Shuttleworth Community College is appealing for old bikes to be dropped off so that 38 year nine students can take part in the Primary Engineer Bicycle Club and the Secondary Engineer Bicycle Club.

Ayden Ward and Jayden Kelly think the project at their school, Shuttleworth Community College, to encourage them into engineering is a wheely great idea.

Ayden Ward and Jayden Kelly think the project at their school, Shuttleworth Community College, to encourage them into engineering is a wheely great idea.

And if it is a success it will be launched nationwide.

The idea behind the scheme is to give students the chance to take bikes apart and put them back together again, experiencing innovation, entrepreneurial opportunities and skills with mechanical objects.

Charlotte Walsh, Curriculum Leader for Business and Technologies, said:"It all happened after Mark Crabtree from AMS Neve came into school to talk about his career and he started talking to one of our students, Ayden Ward, who tinkers with bikes in his spare time.

"Secondary Engineering Bicycle Club got in touch with us about their pilot project and we were only too happy to take part.
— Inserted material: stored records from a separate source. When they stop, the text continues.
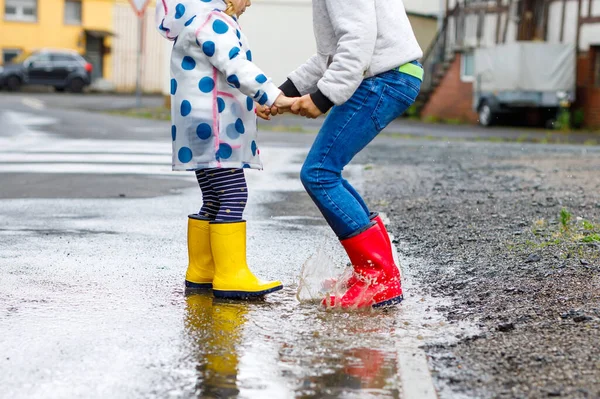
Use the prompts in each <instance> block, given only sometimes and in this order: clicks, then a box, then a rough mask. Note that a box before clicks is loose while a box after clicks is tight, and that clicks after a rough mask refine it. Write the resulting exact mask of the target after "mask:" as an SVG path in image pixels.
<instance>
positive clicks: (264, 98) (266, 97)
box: [258, 93, 269, 105]
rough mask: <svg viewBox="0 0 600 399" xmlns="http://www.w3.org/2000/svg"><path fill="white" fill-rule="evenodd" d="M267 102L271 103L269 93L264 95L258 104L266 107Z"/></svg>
mask: <svg viewBox="0 0 600 399" xmlns="http://www.w3.org/2000/svg"><path fill="white" fill-rule="evenodd" d="M267 101H269V96H267V93H264V94H263V95H262V97H261V98H259V99H258V103H259V104H260V105H265V104H266V103H267Z"/></svg>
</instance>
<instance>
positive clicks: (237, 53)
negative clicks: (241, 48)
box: [229, 47, 240, 60]
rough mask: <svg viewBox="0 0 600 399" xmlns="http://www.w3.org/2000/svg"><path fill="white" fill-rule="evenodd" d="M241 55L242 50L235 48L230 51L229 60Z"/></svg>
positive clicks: (233, 48) (232, 48)
mask: <svg viewBox="0 0 600 399" xmlns="http://www.w3.org/2000/svg"><path fill="white" fill-rule="evenodd" d="M238 55H240V49H239V48H238V47H234V48H232V49H231V50H230V51H229V59H230V60H232V59H234V58H235V57H237V56H238Z"/></svg>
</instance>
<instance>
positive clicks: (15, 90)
mask: <svg viewBox="0 0 600 399" xmlns="http://www.w3.org/2000/svg"><path fill="white" fill-rule="evenodd" d="M6 88H7V89H8V91H18V90H19V89H20V88H21V79H19V78H18V77H16V76H10V77H9V78H8V79H6Z"/></svg>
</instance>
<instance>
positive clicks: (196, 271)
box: [156, 0, 294, 299]
mask: <svg viewBox="0 0 600 399" xmlns="http://www.w3.org/2000/svg"><path fill="white" fill-rule="evenodd" d="M249 5H250V0H227V1H223V0H159V1H158V2H157V7H156V22H157V27H158V30H159V32H160V33H161V34H162V35H163V36H164V37H165V38H167V39H169V40H172V41H173V42H174V44H173V51H172V54H171V78H172V79H171V104H172V105H171V119H172V127H171V136H172V140H173V170H175V171H194V172H195V174H196V177H197V179H198V183H199V185H200V188H201V190H202V199H203V205H202V208H201V209H200V211H199V213H198V214H194V215H190V216H189V218H188V255H189V265H188V270H187V273H186V287H187V288H188V289H198V290H203V289H210V288H212V290H213V294H214V295H215V296H216V297H227V298H239V299H246V298H251V297H256V296H263V295H265V294H267V293H270V292H273V291H277V290H279V289H281V288H282V285H281V283H280V282H279V281H263V280H260V279H258V278H257V277H256V276H254V274H252V272H251V271H250V270H249V268H248V266H247V263H246V224H245V221H244V220H243V219H242V213H243V211H244V208H245V205H246V200H247V197H248V192H247V188H246V180H245V177H244V171H243V169H244V168H250V169H262V163H261V161H260V155H259V154H260V151H259V147H258V144H257V140H256V132H257V125H256V109H257V108H256V106H255V102H256V103H258V104H259V105H258V107H259V109H263V108H262V106H267V107H270V106H280V107H289V106H291V104H292V103H293V101H294V100H293V99H290V98H288V97H286V96H284V95H283V94H282V93H281V91H280V90H279V89H278V88H277V86H276V85H275V84H273V83H272V82H271V80H270V79H269V78H267V77H266V75H265V74H264V73H263V72H262V71H261V70H260V69H259V68H258V67H257V66H256V65H255V64H254V63H253V62H252V52H251V51H250V47H249V44H248V40H247V38H246V36H245V35H244V34H243V33H242V30H241V28H240V25H239V23H238V19H237V18H238V17H239V16H240V15H241V14H242V13H243V12H244V11H245V9H246V7H247V6H249Z"/></svg>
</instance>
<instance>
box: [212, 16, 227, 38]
mask: <svg viewBox="0 0 600 399" xmlns="http://www.w3.org/2000/svg"><path fill="white" fill-rule="evenodd" d="M213 30H214V31H215V33H218V34H219V35H222V34H223V33H227V31H228V30H229V26H227V24H226V23H225V22H223V21H221V20H220V19H217V20H216V21H215V22H213Z"/></svg>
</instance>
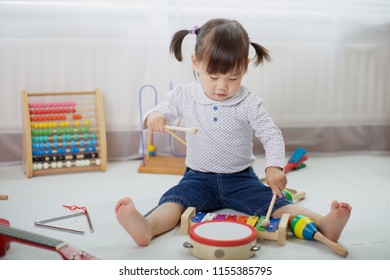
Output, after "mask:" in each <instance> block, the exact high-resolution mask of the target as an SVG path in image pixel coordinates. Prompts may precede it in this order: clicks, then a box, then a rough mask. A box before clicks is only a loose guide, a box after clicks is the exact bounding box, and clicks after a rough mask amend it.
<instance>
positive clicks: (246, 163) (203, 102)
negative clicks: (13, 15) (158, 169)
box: [152, 81, 285, 173]
mask: <svg viewBox="0 0 390 280" xmlns="http://www.w3.org/2000/svg"><path fill="white" fill-rule="evenodd" d="M262 102H263V100H262V99H261V98H260V97H259V96H257V95H255V94H253V93H251V92H250V91H249V90H248V89H247V88H246V87H244V86H241V88H240V89H239V91H238V93H237V94H236V95H235V96H233V97H231V98H229V99H227V100H223V101H214V100H212V99H210V98H208V97H207V96H206V94H205V93H204V92H203V90H202V88H201V85H200V83H199V82H197V81H196V82H193V83H190V84H188V85H179V86H177V87H176V88H174V89H173V90H172V91H171V92H169V94H168V96H167V99H166V100H164V101H163V102H161V103H160V104H158V105H157V106H156V108H155V109H153V110H152V111H158V112H160V113H162V114H163V115H164V116H165V117H166V119H167V123H168V124H169V123H170V122H172V121H174V120H175V119H176V118H178V117H183V118H184V120H185V124H186V127H196V128H197V129H198V133H196V134H195V135H191V134H190V133H186V142H187V154H186V165H187V166H188V167H189V168H191V169H194V170H198V171H201V172H213V173H235V172H240V171H242V170H244V169H246V168H248V167H250V166H251V165H252V164H253V163H254V161H255V157H254V155H253V142H252V140H253V133H254V135H255V136H256V137H257V138H258V139H259V140H260V141H261V143H262V144H263V147H264V151H265V159H266V167H269V166H277V167H280V168H282V169H283V168H284V160H285V144H284V140H283V136H282V133H281V131H280V129H279V128H278V127H277V126H276V125H275V124H274V122H273V121H272V119H271V118H270V117H269V116H268V114H267V111H266V110H265V109H264V107H263V106H262Z"/></svg>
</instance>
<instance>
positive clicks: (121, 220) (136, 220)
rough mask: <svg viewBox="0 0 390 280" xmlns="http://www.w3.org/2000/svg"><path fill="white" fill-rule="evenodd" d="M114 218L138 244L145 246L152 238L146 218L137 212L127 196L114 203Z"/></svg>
mask: <svg viewBox="0 0 390 280" xmlns="http://www.w3.org/2000/svg"><path fill="white" fill-rule="evenodd" d="M115 213H116V218H117V219H118V221H119V223H120V224H121V225H122V227H123V228H124V229H125V230H126V231H127V232H128V233H129V234H130V236H131V237H132V238H133V239H134V241H135V242H136V243H137V244H138V245H140V246H146V245H148V244H149V243H150V240H151V239H152V230H151V226H150V224H149V222H148V221H147V220H146V218H145V217H144V216H143V215H142V214H141V213H140V212H138V210H137V209H136V208H135V206H134V203H133V201H132V200H131V199H130V198H129V197H125V198H122V199H121V200H119V201H118V202H117V204H116V205H115Z"/></svg>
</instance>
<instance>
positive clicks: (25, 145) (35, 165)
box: [22, 90, 107, 178]
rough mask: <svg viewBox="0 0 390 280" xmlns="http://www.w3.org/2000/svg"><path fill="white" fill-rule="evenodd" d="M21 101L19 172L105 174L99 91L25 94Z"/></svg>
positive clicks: (106, 154)
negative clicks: (66, 172)
mask: <svg viewBox="0 0 390 280" xmlns="http://www.w3.org/2000/svg"><path fill="white" fill-rule="evenodd" d="M22 101H23V124H24V130H23V138H24V139H23V140H24V141H23V142H24V145H23V149H24V151H23V169H24V172H25V174H26V176H27V177H28V178H30V177H33V176H35V175H43V174H53V173H63V172H78V171H92V170H101V171H105V170H106V164H107V151H106V132H105V125H104V113H103V103H102V97H101V93H100V90H96V91H91V92H62V93H27V92H26V91H23V92H22Z"/></svg>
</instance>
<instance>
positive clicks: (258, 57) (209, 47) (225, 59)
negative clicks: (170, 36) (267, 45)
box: [170, 19, 271, 74]
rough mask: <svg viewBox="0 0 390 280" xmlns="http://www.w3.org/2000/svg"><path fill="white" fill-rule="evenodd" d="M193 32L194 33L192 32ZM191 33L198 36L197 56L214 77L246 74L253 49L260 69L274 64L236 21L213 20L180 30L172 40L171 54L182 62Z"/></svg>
mask: <svg viewBox="0 0 390 280" xmlns="http://www.w3.org/2000/svg"><path fill="white" fill-rule="evenodd" d="M190 31H192V32H190ZM190 33H194V34H195V35H196V44H195V56H196V58H197V60H198V61H201V62H203V63H204V64H205V65H206V69H205V70H206V72H207V73H210V74H217V73H218V74H219V73H220V74H226V73H228V72H230V71H237V73H243V72H244V73H245V72H246V70H247V68H248V57H249V45H251V46H252V47H253V48H254V49H255V52H256V55H255V57H254V59H253V61H254V64H255V65H256V66H257V65H259V64H260V63H262V62H263V61H264V59H266V60H268V61H270V60H271V58H270V56H269V54H268V51H267V50H266V49H265V48H264V47H263V46H261V45H259V44H257V43H254V42H251V40H250V38H249V36H248V33H247V32H246V30H245V29H244V27H243V26H242V25H241V24H240V23H239V22H237V21H235V20H228V19H212V20H209V21H208V22H206V23H205V24H204V25H203V26H202V27H200V28H197V29H195V30H180V31H178V32H176V33H175V34H174V35H173V37H172V40H171V45H170V53H172V54H173V55H174V56H175V57H176V59H177V60H178V61H182V60H183V57H182V42H183V40H184V37H185V36H187V35H188V34H190Z"/></svg>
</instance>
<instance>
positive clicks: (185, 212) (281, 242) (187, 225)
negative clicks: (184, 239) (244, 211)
mask: <svg viewBox="0 0 390 280" xmlns="http://www.w3.org/2000/svg"><path fill="white" fill-rule="evenodd" d="M264 218H265V217H264V216H261V217H257V216H246V215H235V214H218V213H203V212H196V209H195V208H194V207H188V208H187V209H186V210H185V211H184V213H183V214H182V216H181V221H180V232H181V233H182V234H188V233H189V231H190V227H191V226H193V225H195V224H197V223H200V222H206V221H218V220H221V221H223V220H232V221H237V222H239V223H245V224H248V225H250V226H252V227H254V228H255V229H256V232H257V238H260V239H266V240H275V241H277V242H278V244H279V245H284V244H285V242H286V239H287V229H288V220H289V214H283V216H282V217H281V218H271V219H270V224H269V225H268V226H267V227H263V226H262V225H261V222H262V221H263V219H264Z"/></svg>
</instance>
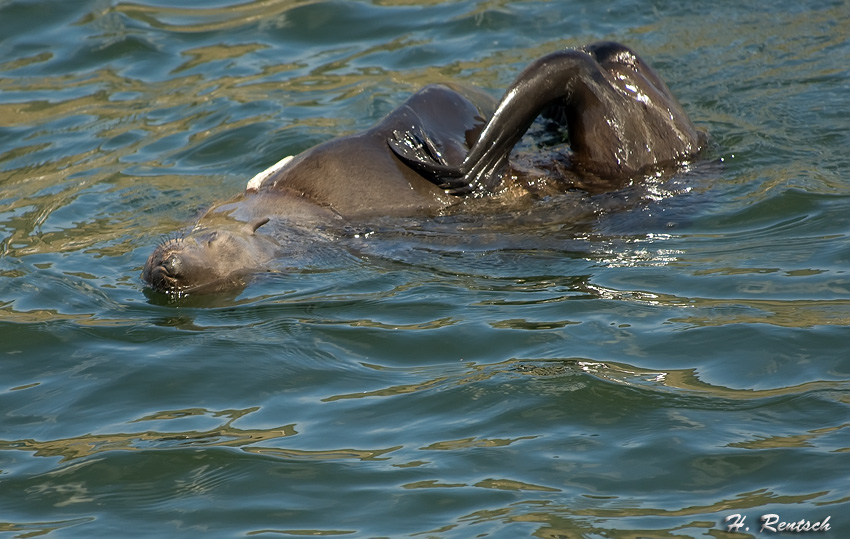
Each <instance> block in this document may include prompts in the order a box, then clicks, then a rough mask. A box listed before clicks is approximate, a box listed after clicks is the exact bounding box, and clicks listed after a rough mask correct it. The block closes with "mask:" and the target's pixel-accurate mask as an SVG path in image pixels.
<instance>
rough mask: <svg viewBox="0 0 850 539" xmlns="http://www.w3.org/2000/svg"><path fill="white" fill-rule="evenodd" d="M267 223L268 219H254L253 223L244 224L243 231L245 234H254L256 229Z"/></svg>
mask: <svg viewBox="0 0 850 539" xmlns="http://www.w3.org/2000/svg"><path fill="white" fill-rule="evenodd" d="M268 222H269V218H268V217H263V218H261V219H256V220H254V221H251V222H250V223H245V226H244V227H243V230H245V232H247V233H248V234H253V233H254V232H256V231H257V229H258V228H260V227H261V226H263V225H264V224H266V223H268Z"/></svg>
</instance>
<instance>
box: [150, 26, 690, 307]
mask: <svg viewBox="0 0 850 539" xmlns="http://www.w3.org/2000/svg"><path fill="white" fill-rule="evenodd" d="M539 116H542V117H544V118H546V119H547V121H548V122H549V125H550V126H554V127H555V128H558V129H560V130H561V131H562V132H565V134H566V140H567V142H568V144H569V149H570V155H569V162H568V163H567V165H563V163H562V162H561V160H557V159H554V158H552V166H547V165H546V164H544V166H543V167H542V168H543V170H544V172H543V174H545V175H548V176H551V177H552V178H551V179H552V182H551V185H550V188H551V189H554V190H556V191H557V190H559V189H560V190H563V189H566V188H572V187H574V186H576V185H580V186H590V187H592V186H594V185H598V186H602V187H603V188H607V187H608V186H609V185H616V184H618V183H620V182H622V181H626V180H631V179H639V178H640V177H642V176H644V175H646V174H648V173H650V172H653V171H659V170H665V169H671V168H675V167H678V166H680V165H681V164H682V163H683V162H686V161H688V160H689V159H691V158H692V157H693V156H694V155H696V154H697V153H698V152H699V151H700V149H701V148H702V147H703V145H704V144H705V136H704V134H703V133H702V132H701V131H699V130H697V129H696V127H694V125H693V124H692V123H691V121H690V119H689V118H688V116H687V114H686V113H685V111H684V110H683V109H682V107H681V106H680V105H679V103H678V102H677V101H676V98H675V97H674V96H673V94H672V93H671V92H670V90H669V88H668V87H667V85H666V84H665V83H664V81H663V80H662V79H661V77H660V76H659V75H658V74H657V73H656V72H655V71H654V70H653V69H652V68H651V67H650V66H649V65H648V64H647V63H646V62H645V61H644V60H642V59H641V58H640V57H639V56H638V55H637V54H635V53H634V52H633V51H632V50H630V49H629V48H627V47H625V46H623V45H620V44H618V43H613V42H603V43H596V44H593V45H589V46H586V47H583V48H580V49H568V50H563V51H558V52H555V53H552V54H549V55H546V56H544V57H542V58H540V59H538V60H536V61H534V62H532V63H531V64H530V65H529V66H528V67H527V68H526V69H525V70H523V71H522V72H521V73H520V75H519V76H518V77H517V78H516V80H515V81H514V82H513V84H512V85H511V86H510V87H509V88H508V90H507V91H506V92H505V95H504V96H503V97H502V99H501V100H500V101H499V102H498V103H496V102H495V101H494V100H493V99H492V98H490V97H489V96H487V95H486V94H484V93H482V92H480V91H478V90H475V89H471V88H464V87H459V86H455V85H431V86H426V87H425V88H423V89H422V90H420V91H418V92H417V93H415V94H413V95H412V96H411V97H410V98H409V99H408V100H407V101H405V102H404V103H403V104H402V105H401V106H399V107H398V108H397V109H395V110H394V111H392V112H391V113H390V114H389V115H387V117H385V118H384V119H383V120H382V121H380V122H379V123H378V124H377V125H375V126H374V127H372V128H370V129H368V130H366V131H363V132H361V133H357V134H354V135H349V136H345V137H340V138H337V139H334V140H330V141H328V142H325V143H323V144H319V145H318V146H315V147H313V148H310V149H308V150H306V151H304V152H303V153H301V154H299V155H297V156H294V157H292V156H290V157H286V158H284V159H282V160H281V161H279V162H278V163H276V164H275V165H273V166H272V167H270V168H268V169H266V170H265V171H263V172H261V173H260V174H258V175H256V176H255V177H254V178H252V179H251V181H249V182H248V185H247V188H246V190H245V192H243V193H242V194H240V195H239V196H237V197H236V198H235V199H233V200H231V201H229V202H226V203H223V204H221V205H218V206H215V207H213V208H212V209H210V210H209V211H208V212H207V213H206V214H205V215H204V217H202V218H201V219H200V221H199V222H198V224H197V225H196V226H195V227H194V228H193V230H192V231H190V232H189V233H188V234H185V235H183V236H180V237H176V238H171V239H167V240H165V241H163V242H161V243H160V245H158V246H157V248H156V249H155V250H154V252H153V253H152V254H151V255H150V257H149V258H148V260H147V262H146V264H145V267H144V270H143V271H142V280H143V281H144V282H145V283H146V284H147V285H149V286H150V287H151V288H153V289H154V290H158V291H162V292H166V293H169V294H171V295H174V296H183V295H187V294H194V293H200V292H206V291H215V290H221V289H223V288H228V287H231V286H234V285H237V284H239V283H242V282H244V279H245V277H246V276H248V275H250V274H252V273H256V272H258V271H263V270H265V269H267V268H269V267H270V265H271V264H273V262H274V261H275V260H276V259H279V258H281V257H286V256H292V254H293V253H295V252H298V249H302V250H303V249H304V248H305V247H304V246H305V245H309V243H310V242H311V241H314V240H321V239H322V235H323V234H322V232H321V231H322V230H328V229H329V228H333V227H339V228H342V227H344V226H345V225H346V224H347V223H350V222H363V221H364V220H368V219H370V218H375V217H385V216H422V217H429V216H435V215H438V214H439V213H441V212H444V211H447V210H448V209H449V208H451V207H453V206H456V205H457V203H458V201H465V200H469V199H477V198H498V197H500V196H504V194H505V193H506V192H509V191H514V192H515V191H517V190H519V191H521V192H522V191H524V190H525V191H528V190H529V189H530V188H529V187H528V186H529V184H528V183H527V182H525V183H524V181H523V179H524V176H527V175H528V174H529V173H528V172H527V171H524V170H521V169H519V168H517V167H515V166H513V165H512V163H511V162H510V159H509V158H510V155H511V151H512V150H513V149H514V146H516V145H517V143H518V142H519V141H520V139H521V138H522V137H523V135H524V134H525V133H526V132H527V131H528V129H529V127H530V126H531V124H532V123H533V122H534V121H535V119H537V118H538V117H539ZM535 174H538V175H539V174H540V171H536V172H535ZM568 176H569V177H571V178H573V180H576V179H577V181H573V182H572V183H570V182H566V183H565V182H563V181H561V180H564V179H565V178H566V177H568ZM299 246H300V247H299Z"/></svg>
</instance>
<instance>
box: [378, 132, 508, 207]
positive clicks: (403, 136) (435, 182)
mask: <svg viewBox="0 0 850 539" xmlns="http://www.w3.org/2000/svg"><path fill="white" fill-rule="evenodd" d="M387 143H388V144H389V146H390V149H391V150H392V151H393V153H395V154H396V156H398V158H399V159H401V160H402V161H403V162H404V163H405V164H406V165H407V166H409V167H410V168H412V169H413V170H415V171H416V172H418V173H419V174H421V175H422V177H423V178H425V179H426V180H428V181H430V182H431V183H433V184H434V185H436V186H437V187H439V188H440V189H443V190H444V191H445V192H446V193H447V194H450V195H457V196H462V195H468V194H471V193H476V192H484V191H486V190H491V187H492V186H491V184H496V183H498V182H492V181H490V178H492V177H497V179H498V176H497V173H498V172H500V171H501V169H502V168H503V167H504V166H506V165H507V162H508V161H507V159H508V155H509V154H510V149H509V150H508V152H507V153H504V154H503V155H501V156H498V157H501V159H497V160H495V162H491V161H492V160H487V159H482V160H478V161H477V162H473V161H472V160H470V158H469V155H467V158H466V159H464V162H463V163H461V165H460V166H452V165H450V164H449V163H448V162H447V161H446V159H445V157H443V154H442V152H441V151H440V149H439V148H438V147H437V145H436V143H435V142H434V141H433V139H432V138H431V137H430V136H428V134H427V133H426V132H425V131H424V130H423V129H422V128H421V127H418V126H417V127H413V128H411V130H409V131H404V132H402V131H398V130H394V131H393V136H391V137H389V138H388V139H387ZM491 155H495V154H491ZM485 180H486V181H485Z"/></svg>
The students will be exploring deconstructing and reconstructing bikes, thinking about engineering, working as teams and being creative."

As part of this, the students visited BCW Engineering in Burnley to learn about engineering and make them think more seriously about the different careers on offer, especially in STEM (science, technology, engineering and maths) subjects.

The youngsters were really inspired and impressed when they found out that parts for cars driven by fictional James Bond and real life Simon Cowell were made in Burnley.

Head of Year Nine Gayle Pugh said: "It was a real eye-opener for many of the students and got them thinking about their futures.

"They were inspired by the work carried out there and how apprenticeships work.

"Many students now see engineering as their future careers and are keen to knuckle down in school to aim for that."